“Oh, I am too glad!” he assured her, beamingly. “If it were cannon firing in the next room, it would be nothing to me.” Then, as he continued to gaze with delight at her, an inspiration came to him. “Or is it possible for you to come out? Would you walk a little while, perhaps on the Embankment?”
“I am not particularly busy this morning,” she made indirect answer. Then a digression occurred to her. “But I am rather surprised,” she observed, “to find that England hasn’t made more changes in your speech. I would have expected a perfect Piccadilly accent, but you talk exactly as you did on the train and the boat.”
He laughed and clapped his hands for glee. “It is wholly because I am with you again,” he declared. “Everybody has said for months that the foreign traces had quite vanished from my tongue—but the first glimpse of you—ah! they come instantly back! It is the association of ideas, beyond doubt—that very sweet association,” he added, with trembling softness, “of oh! such fond ideas.”
She had taken up her hat. “We will go out for a little, if you like,” she remarked rather abruptly.
“And I am altogether forgiven?” he demanded in high spirits, as he rose. “You consent to accept the flowers?”
“Heaven only knows what I shall do with them,” she answered, with a grimace of mock despair. “But it was ever so nice of you to get them, and I thank you very much.
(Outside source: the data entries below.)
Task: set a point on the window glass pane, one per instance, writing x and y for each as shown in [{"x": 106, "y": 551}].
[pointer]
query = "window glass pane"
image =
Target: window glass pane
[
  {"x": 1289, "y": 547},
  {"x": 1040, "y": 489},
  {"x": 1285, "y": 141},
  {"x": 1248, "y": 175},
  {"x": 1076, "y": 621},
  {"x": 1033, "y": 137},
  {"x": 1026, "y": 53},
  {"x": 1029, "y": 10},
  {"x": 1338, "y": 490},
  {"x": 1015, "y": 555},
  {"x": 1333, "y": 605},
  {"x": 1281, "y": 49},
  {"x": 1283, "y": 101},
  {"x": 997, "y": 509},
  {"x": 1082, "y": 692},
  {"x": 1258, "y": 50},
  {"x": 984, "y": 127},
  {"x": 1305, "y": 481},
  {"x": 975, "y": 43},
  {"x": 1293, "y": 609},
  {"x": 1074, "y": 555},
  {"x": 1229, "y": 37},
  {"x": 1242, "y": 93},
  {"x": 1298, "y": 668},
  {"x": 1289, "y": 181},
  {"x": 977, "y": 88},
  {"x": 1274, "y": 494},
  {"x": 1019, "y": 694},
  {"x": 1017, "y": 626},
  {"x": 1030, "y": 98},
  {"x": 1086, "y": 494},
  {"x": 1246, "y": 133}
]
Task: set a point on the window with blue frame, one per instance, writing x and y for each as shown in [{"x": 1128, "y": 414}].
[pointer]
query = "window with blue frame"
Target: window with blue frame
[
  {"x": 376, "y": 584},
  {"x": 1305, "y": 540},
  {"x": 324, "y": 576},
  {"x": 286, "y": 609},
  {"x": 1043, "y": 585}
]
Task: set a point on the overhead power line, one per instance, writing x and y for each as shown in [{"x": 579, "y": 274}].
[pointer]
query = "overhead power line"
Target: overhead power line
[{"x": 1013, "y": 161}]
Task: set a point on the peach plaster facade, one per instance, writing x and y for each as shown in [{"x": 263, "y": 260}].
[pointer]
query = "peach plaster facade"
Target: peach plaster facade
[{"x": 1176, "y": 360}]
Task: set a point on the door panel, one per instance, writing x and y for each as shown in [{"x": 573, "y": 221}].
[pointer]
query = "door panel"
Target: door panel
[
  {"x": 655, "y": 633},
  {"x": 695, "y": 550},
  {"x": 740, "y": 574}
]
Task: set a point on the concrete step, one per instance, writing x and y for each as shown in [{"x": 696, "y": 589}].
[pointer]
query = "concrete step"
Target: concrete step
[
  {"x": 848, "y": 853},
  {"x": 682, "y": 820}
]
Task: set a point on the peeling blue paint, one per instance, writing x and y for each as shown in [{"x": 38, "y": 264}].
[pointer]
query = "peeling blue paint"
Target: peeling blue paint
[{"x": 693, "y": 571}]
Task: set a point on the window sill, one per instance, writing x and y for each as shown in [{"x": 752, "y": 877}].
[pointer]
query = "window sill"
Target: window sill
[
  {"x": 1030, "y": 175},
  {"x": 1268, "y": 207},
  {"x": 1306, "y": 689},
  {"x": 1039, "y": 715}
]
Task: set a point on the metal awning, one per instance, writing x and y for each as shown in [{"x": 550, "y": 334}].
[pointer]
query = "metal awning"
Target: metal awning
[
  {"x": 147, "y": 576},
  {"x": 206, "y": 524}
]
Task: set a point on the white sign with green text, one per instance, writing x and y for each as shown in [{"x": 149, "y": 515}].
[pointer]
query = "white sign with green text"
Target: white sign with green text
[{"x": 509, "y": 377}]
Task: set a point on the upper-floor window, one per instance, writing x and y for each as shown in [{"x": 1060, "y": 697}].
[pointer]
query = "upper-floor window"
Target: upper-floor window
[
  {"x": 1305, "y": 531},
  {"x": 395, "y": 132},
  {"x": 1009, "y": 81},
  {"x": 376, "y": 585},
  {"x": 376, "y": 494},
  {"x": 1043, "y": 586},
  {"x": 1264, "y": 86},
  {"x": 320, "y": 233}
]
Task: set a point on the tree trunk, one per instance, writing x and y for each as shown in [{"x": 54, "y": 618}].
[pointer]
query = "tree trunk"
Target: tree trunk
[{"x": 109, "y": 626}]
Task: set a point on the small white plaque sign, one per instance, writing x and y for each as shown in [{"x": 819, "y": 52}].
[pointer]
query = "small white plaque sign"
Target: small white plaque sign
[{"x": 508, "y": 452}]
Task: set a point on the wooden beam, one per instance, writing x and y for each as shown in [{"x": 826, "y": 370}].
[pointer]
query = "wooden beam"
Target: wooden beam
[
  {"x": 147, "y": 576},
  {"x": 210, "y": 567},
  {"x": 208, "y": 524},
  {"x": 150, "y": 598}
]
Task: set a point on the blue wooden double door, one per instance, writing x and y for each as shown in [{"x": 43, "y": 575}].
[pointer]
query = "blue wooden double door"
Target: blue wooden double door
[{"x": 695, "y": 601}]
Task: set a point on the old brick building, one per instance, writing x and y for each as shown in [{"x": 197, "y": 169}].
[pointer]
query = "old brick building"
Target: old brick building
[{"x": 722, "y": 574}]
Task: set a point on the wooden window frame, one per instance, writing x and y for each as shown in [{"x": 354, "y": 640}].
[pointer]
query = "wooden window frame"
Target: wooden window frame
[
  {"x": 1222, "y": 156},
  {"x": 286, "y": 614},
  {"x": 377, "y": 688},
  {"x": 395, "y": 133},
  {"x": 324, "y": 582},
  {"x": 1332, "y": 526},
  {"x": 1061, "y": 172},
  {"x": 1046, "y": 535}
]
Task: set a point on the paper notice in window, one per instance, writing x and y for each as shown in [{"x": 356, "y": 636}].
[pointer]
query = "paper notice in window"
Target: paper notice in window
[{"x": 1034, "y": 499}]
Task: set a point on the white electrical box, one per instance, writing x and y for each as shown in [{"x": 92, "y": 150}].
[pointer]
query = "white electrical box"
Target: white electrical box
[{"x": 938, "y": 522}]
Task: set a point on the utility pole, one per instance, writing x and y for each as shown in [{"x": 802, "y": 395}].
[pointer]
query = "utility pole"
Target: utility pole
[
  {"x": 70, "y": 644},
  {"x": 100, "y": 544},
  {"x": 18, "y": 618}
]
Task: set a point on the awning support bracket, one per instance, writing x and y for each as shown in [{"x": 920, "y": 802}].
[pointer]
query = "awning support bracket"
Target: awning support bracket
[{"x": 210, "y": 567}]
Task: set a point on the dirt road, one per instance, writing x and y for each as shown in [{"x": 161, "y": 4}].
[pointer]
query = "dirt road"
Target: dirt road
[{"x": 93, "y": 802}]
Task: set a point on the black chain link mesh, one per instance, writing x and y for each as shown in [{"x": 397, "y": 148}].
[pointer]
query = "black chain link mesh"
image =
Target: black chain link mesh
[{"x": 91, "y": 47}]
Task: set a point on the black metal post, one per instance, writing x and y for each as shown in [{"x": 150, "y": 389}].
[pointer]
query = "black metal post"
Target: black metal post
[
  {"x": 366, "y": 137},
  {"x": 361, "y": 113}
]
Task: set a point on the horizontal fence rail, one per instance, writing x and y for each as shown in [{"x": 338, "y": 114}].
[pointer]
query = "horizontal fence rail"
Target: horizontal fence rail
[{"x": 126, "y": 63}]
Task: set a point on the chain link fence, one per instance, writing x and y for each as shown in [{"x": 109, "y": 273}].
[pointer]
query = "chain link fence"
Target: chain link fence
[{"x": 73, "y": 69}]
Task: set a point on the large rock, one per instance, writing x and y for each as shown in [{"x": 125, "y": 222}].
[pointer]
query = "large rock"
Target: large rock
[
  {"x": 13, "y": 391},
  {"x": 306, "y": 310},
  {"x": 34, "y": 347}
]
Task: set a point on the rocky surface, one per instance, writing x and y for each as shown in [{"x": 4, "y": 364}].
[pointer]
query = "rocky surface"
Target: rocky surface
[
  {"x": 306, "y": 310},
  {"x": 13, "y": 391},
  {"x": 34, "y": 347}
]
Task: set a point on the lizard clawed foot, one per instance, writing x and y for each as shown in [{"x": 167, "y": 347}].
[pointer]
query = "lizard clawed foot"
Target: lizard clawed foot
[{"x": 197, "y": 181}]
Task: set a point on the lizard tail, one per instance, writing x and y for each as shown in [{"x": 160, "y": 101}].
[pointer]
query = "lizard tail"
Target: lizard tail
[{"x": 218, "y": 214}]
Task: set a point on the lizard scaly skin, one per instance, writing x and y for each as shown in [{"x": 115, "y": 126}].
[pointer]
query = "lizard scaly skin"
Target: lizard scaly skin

Oh, I must tell Connie to sprinkle them before I go.”
She moved to the inner door, and as she opened it turned. “Wouldn’t you like to come and see the factory at work?” she inquired, and he joined her with alacrity. “It isn’t much to see at the moment,” she explained, as they entered the large room. “We have nine machines, but only four of them are needed just now. Until after the Jubilee, I’m afraid things will be very dull with publishers and playwrights. However, one must take the lean with the fat.”
Christian looked somewhat nervously about him, while his friend stepped aside to confer with the girl whom he remembered from the early morning. Both this young lady and the three at their machines made a rapid, and as it seemed to him, perfunctory survey of their mistress’s guest, and bent their attention upon their duties again as if his presence signified nothing whatever to them. He suspected that in reality they were plunged in furious speculation concerning him; and this embarrassed him so much that he turned and strolled back toward the open door and even entered the office before Frances rejoined him.
When she came back to him, she took from the table a couple of pale, half-opened tea-rose buds, gave one to him to fix in his lapel and pinned the other to the breast of her fawn-gray frock. “If you are ready,” she said, smilingly, and led the way to the staircase. As she descended before him, he noted the intelligent simplicity of this dress she wore—how it fitted her as gracefully and as artistically as Poole ever fitted Dicky Westland. About her hat, the carriage of her head and shoulders, the free decision of her step, there was something individual which appealed directly to him—a charm which would not be duplicated by any other person in the world. He looked at his watch as he went down, and found with surprise that it was nearly eleven.
He stepped to her side at the street doorway, with a meaning gesture. “Do you remember,” he said, gently—“on the boat you took my arm?”